Hitmetrix - User behavior analytics & recording

Letter: Time For A “Do Not E-Mail” List

As a former small magazine publisher (for over 12 years) and a direct marketer (for subscriptions and organizational memberships) I have some experience and sympathy with the difficulty in recruiting new purchasers, subscribers, etc., in today's economy and marketplace.

Nevertheless, I cannot subscribe to any proposition that supports unlimited access to anyone via spam or unsolicited e-mails. Ordinary people who rely personally and professionally in the Internet and e-mail (and judiciously use the same) are now getting swamped with too many unsolicited e-mails and marketing efforts. To even think of supporting an industry-wide effort at self-regulation is to put off any reasonable solution or cure.

The same happened with telephone marketers, and look at all the state regulatory schemes that are now in place — because the abusers were successful for too long in delaying any real action at self-regulation.

My suggestion is to establish on a state-by-state basis or on a federal basis the same regulatory scheme that New York has established for unsolicited telephone solicitations. In New York there is a central clearing house that you can call or send mail to in order to request that you be put on a “do not solicit” list that every telephone solicitor or solicitation outfit must check with before calling your number.

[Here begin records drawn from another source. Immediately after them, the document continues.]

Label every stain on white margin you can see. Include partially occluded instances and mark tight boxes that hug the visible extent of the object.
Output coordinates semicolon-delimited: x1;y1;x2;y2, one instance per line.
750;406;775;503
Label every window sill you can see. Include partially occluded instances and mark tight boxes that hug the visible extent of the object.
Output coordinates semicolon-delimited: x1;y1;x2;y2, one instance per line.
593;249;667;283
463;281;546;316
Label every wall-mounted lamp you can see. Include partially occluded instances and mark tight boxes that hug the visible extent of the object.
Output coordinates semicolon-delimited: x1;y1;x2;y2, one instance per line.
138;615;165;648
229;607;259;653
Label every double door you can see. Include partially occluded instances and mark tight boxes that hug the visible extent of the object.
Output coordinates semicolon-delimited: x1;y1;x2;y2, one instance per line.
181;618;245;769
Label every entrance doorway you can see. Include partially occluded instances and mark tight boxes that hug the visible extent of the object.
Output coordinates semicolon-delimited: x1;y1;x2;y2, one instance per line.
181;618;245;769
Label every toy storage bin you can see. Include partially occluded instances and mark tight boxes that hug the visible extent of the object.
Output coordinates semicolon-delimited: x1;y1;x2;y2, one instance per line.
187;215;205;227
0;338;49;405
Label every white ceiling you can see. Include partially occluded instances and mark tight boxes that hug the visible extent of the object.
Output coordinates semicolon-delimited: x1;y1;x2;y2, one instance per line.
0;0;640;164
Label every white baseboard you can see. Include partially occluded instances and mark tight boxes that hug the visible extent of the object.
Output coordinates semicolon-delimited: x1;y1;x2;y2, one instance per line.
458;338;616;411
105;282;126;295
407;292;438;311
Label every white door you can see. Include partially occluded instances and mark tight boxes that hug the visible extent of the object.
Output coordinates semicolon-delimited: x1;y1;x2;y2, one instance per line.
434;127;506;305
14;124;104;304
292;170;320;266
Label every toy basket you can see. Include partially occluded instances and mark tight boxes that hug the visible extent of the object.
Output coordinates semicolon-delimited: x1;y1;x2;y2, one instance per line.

Why not have a statewide or countrywide central list of “do not mail” e-mail addresses that one can subscribe to, either forever or on an annual basis –even charge a nominal fee for it — that all e-mail or internet solicitors must legally use to eliminate (purge) people from their solicitation lists. This can only be accomplished through legislation on a state-by-state basis or on a federal basis, otherwise it would be ignored by marketers. This cannot possibly be seen as depriving anyone of their rights or interfering with interstate commerce, especially if it is done on a uniform basis nation wide through federal legislation.